Bei Drückjagden ist er auch immer dabei und gibt alles. Er ist spurlaut und mutig.
Unter der Erde arbeitet er nicht.

Dackel sind tolle, sehr passionierte Jagdhunde die jeden Tag auf der Jagd für Dich sterben.
Aber ein Dackel hat Grenzen!
Eine Reh mit Laufschuss mit nem Dackel nachzusuchen ist sicher nicht Waidgerecht. Wenn du dich für die Rasse entscheidest bleibt es halt auch ein kleiner Kompromiss.

Bei mir ist genau aus diesem Grund ein Foxterrier eingezogen. Die kleine ist nicht so gut mit der Nase und auch nicht so ruhig im Alltag aber sie hat durchaus Vorteile.
Bei der Jagd auf Sauen ist sie deutlich schneller und damit auch etwas sicherer. Sie ist aggressiver am Wild.
Ein Foxterrier apportiert und ist sehr Wasserfreudig.

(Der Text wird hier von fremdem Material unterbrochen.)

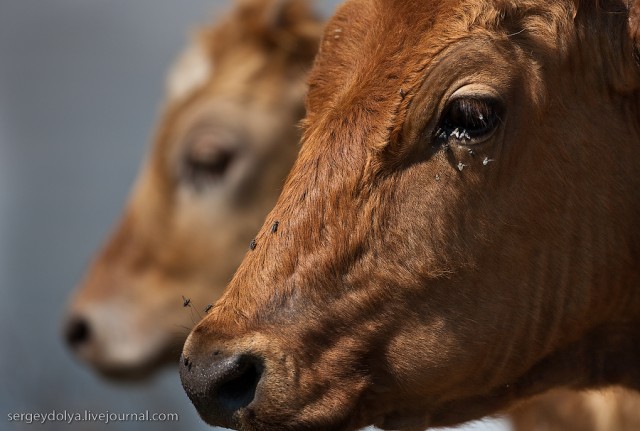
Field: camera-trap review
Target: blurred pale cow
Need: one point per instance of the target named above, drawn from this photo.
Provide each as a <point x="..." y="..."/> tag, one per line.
<point x="224" y="144"/>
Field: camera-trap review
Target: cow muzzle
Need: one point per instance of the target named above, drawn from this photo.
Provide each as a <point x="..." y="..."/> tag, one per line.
<point x="221" y="384"/>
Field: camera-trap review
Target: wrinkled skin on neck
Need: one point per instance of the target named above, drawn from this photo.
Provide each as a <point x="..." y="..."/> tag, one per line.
<point x="415" y="281"/>
<point x="225" y="142"/>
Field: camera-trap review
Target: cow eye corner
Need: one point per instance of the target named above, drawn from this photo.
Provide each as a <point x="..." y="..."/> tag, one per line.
<point x="469" y="119"/>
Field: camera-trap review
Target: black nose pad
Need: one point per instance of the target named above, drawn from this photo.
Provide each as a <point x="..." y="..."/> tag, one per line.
<point x="221" y="387"/>
<point x="77" y="332"/>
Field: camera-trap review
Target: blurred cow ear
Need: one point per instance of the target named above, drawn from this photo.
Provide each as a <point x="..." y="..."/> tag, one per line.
<point x="634" y="26"/>
<point x="288" y="25"/>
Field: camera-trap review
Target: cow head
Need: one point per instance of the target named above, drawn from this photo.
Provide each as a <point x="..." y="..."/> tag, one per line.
<point x="226" y="140"/>
<point x="460" y="228"/>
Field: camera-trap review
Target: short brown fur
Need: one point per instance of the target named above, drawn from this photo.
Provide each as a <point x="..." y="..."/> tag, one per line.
<point x="413" y="284"/>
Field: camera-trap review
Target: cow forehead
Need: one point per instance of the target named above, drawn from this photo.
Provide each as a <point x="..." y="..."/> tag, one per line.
<point x="378" y="50"/>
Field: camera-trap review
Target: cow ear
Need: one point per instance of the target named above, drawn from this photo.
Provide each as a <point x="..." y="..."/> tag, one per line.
<point x="285" y="23"/>
<point x="634" y="27"/>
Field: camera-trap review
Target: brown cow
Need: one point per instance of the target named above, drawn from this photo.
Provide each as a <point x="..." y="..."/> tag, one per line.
<point x="459" y="231"/>
<point x="226" y="141"/>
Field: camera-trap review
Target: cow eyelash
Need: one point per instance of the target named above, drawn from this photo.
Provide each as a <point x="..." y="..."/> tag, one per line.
<point x="468" y="120"/>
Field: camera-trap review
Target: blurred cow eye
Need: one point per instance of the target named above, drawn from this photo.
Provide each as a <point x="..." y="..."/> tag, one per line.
<point x="207" y="157"/>
<point x="469" y="120"/>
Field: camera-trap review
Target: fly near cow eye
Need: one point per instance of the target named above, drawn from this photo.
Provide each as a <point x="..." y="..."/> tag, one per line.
<point x="469" y="120"/>
<point x="206" y="158"/>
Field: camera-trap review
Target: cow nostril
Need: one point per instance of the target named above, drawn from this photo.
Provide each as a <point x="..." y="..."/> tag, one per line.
<point x="240" y="389"/>
<point x="77" y="332"/>
<point x="221" y="385"/>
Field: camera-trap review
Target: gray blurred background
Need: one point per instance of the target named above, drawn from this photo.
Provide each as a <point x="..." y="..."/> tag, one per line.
<point x="81" y="82"/>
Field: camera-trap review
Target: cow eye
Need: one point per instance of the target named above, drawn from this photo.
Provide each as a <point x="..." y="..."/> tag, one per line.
<point x="469" y="120"/>
<point x="207" y="157"/>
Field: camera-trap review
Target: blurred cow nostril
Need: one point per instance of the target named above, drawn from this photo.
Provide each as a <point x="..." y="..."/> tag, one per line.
<point x="239" y="389"/>
<point x="77" y="332"/>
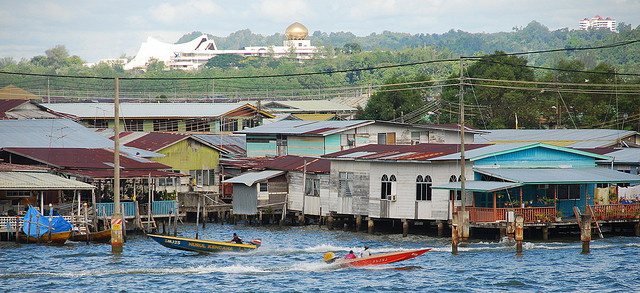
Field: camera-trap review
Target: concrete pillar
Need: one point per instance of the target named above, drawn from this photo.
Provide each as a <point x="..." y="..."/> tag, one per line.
<point x="519" y="233"/>
<point x="585" y="232"/>
<point x="370" y="226"/>
<point x="330" y="222"/>
<point x="405" y="228"/>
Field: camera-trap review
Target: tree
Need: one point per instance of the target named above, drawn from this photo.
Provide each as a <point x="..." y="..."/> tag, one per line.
<point x="394" y="99"/>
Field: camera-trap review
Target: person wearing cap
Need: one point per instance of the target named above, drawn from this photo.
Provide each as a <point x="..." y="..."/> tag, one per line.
<point x="365" y="252"/>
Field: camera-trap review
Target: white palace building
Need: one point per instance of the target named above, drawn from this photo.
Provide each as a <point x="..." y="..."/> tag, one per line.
<point x="193" y="54"/>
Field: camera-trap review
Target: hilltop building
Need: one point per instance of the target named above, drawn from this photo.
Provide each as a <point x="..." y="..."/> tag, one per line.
<point x="597" y="22"/>
<point x="193" y="54"/>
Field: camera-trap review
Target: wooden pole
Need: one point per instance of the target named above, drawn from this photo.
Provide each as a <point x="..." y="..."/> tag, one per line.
<point x="117" y="219"/>
<point x="585" y="232"/>
<point x="519" y="233"/>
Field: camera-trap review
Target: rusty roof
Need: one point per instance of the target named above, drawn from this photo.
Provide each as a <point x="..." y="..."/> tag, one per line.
<point x="155" y="141"/>
<point x="81" y="158"/>
<point x="418" y="152"/>
<point x="296" y="163"/>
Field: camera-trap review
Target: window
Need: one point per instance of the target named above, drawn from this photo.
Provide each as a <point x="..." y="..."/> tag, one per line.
<point x="133" y="125"/>
<point x="387" y="187"/>
<point x="169" y="181"/>
<point x="165" y="125"/>
<point x="345" y="184"/>
<point x="19" y="193"/>
<point x="312" y="187"/>
<point x="203" y="177"/>
<point x="347" y="141"/>
<point x="458" y="193"/>
<point x="197" y="125"/>
<point x="228" y="124"/>
<point x="423" y="188"/>
<point x="568" y="191"/>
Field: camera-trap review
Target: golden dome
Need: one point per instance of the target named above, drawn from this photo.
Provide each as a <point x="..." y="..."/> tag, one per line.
<point x="296" y="31"/>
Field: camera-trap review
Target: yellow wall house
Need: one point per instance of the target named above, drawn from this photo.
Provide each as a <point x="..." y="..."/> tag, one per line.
<point x="186" y="154"/>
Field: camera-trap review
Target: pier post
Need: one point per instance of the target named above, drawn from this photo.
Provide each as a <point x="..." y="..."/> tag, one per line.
<point x="330" y="222"/>
<point x="585" y="232"/>
<point x="454" y="233"/>
<point x="519" y="235"/>
<point x="440" y="228"/>
<point x="370" y="226"/>
<point x="405" y="228"/>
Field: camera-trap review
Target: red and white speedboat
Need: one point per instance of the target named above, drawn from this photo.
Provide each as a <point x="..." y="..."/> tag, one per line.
<point x="377" y="259"/>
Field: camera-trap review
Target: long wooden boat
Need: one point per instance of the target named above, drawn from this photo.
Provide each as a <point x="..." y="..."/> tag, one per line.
<point x="377" y="259"/>
<point x="53" y="238"/>
<point x="199" y="245"/>
<point x="103" y="236"/>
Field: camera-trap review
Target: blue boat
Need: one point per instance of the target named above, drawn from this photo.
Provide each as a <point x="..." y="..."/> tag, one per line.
<point x="199" y="245"/>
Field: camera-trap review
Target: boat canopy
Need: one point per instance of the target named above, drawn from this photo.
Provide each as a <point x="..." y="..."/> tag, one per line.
<point x="36" y="225"/>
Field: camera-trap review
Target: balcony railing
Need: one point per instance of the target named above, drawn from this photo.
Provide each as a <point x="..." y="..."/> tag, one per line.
<point x="531" y="214"/>
<point x="614" y="211"/>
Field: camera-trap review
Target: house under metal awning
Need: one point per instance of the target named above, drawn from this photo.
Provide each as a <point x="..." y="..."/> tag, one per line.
<point x="559" y="175"/>
<point x="479" y="186"/>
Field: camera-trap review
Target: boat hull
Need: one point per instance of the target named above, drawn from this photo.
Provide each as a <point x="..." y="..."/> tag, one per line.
<point x="199" y="245"/>
<point x="103" y="236"/>
<point x="379" y="259"/>
<point x="53" y="238"/>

Außerdem ist sie führiger. Der Dackel Jagd wie der Teufel aber ist nur selten in meiner Nähe. Der Terrier hält den Kontakt und ist meistens im Umkreis von 200-500m unterwegs.
Bei Nachsuchen führe ich den Terrier mit und kann so sicherstellen das eine Hetze ein Ende findet.
Zumindest ist das so der Plan. Der Terrier wird nämlich gerade ausgebildet.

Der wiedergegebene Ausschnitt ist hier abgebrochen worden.